Wednesday, July 28, 2010

Nietzsche contra Watson

Tyler Cowen reports that Peter Watson has a new book out on The German Genius. Perhaps by now, Watson has developed an understanding of Nietzsche less disappointing than in his claim-to-fame book The Modern Mind:
Nietzsche's concept of the "superman," the Ubermensch, lording it over the the underclass certainly sounds like evolution, the law of the jungle, with natural selection in operation as "the survival of the fittest" for the overall good of humanity, whatever its effects on certain individuals. But of course the ability to lead, to create values, to impose one's will on others, is not in and of itself what evolutionary theory meant by "the fittest." The fittest were those who reproduced most, propagating their own kind. Social Darwinists, into which class Nietzsche essentially fell, have often made this mistake.
This is the kind of thing that sends one straight to the notes, to find out where Watson got his notions about Nietzsche. Sure enough: one citation to The Will to Power (= N's notebooks as selectively edited after he went mad) and several to a secondary source (one Arthur Herman's The Idea of Decline in Western History).

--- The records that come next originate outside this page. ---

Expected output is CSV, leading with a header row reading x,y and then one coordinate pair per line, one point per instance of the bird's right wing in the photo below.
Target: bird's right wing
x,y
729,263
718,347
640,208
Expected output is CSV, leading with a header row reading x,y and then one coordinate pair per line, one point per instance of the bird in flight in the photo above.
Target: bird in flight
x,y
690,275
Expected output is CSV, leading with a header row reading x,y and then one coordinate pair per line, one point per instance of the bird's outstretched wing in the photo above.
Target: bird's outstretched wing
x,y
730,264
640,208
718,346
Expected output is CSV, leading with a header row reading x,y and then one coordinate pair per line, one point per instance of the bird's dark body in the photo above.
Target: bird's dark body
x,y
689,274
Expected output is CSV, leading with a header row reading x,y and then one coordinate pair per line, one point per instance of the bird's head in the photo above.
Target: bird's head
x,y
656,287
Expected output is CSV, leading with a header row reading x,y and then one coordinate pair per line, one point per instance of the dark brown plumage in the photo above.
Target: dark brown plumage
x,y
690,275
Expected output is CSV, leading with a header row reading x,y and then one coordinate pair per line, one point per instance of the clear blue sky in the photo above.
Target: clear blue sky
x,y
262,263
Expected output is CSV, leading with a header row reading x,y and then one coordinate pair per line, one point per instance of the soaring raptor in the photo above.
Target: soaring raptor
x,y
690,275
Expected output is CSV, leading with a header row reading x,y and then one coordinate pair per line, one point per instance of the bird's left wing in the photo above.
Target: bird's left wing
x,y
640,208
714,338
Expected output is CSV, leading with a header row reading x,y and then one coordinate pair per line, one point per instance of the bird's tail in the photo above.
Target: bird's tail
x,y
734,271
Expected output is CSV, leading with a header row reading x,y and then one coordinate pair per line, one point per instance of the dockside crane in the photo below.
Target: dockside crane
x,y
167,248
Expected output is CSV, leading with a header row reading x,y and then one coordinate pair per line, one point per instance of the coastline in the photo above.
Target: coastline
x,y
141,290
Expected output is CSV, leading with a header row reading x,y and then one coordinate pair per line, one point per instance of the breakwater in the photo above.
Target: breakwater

Nietzsche was not a "Social Darwinist." He was not under the least mistake that there was any necessary tendency towards the evolutionary success of the "overman." Far from it. Had Watson left aside his secondary source and a book Nietzsche never published, and read just one book, Beyond Good and Evil, he would've been clearer on that. From section 203 (in the breathlessly caps-for-italics online version of the Zimmern translation):
There are few pains so grievous as to have seen, divined, or experienced how an exceptional man has missed his way and deteriorated; but he who has the rare eye for the universal danger of "man" himself DETERIORATING, he who like us has recognized the extraordinary fortuitousness which has hitherto played its game in respect to the future of mankind--a game in which neither the hand, nor even a "finger of God" has participated!--he who divines the fate that is hidden under the idiotic unwariness and blind confidence of "modern ideas," and still more under the whole of Christo-European morality--suffers from an anguish with which no other is to be compared. He sees at a glance all that could still BE MADE OUT OF MAN through a favourable accumulation and augmentation of human powers and arrangements; he knows with all the knowledge of his conviction how unexhausted man still is for the greatest possibilities, and how often in the past the type man has stood in presence of mysterious decisions and new paths: --he knows still better from his painfulest recollections on what wretched obstacles promising developments of the highest rank have hitherto usually gone to pieces, broken down, sunk, and become contemptible. The UNIVERSAL DEGENERACY OF MANKIND to the level of the "man of the future"--as idealized by the socialistic fools and shallow-pates--this degeneracy and dwarfing of man to an absolutely gregarious animal (or as they call it, to a man of "free society"), this brutalizing of man into a pigmy with equal rights and claims, is undoubtedly POSSIBLE!
Nietzsche is acutely aware that natural selection favors the herd, the "last men," for whom security and satiety is all. That is precisely why he thinks that artificial selection, the "creation of values," is essential if humankind isn't to degenerate and lose its capacity for greatness. One may disagree with Nietzsche as to the value of security and satiety; one may observe that, politically speaking, he hasn't the least clue what is to be done; but for God's sake, in an "intellectual history of the 20th century," don't confuse him with Herbert Spencer, whom Nietzsche classed with Darwin and Mill as a "respectable but mediocre Englishman." (Unfair to Darwin, but then, N. probably knew Darwin through Spencer, at best. One must remember how poor N's eyesight was by 1886; reading caused him eyestrain and headaches.)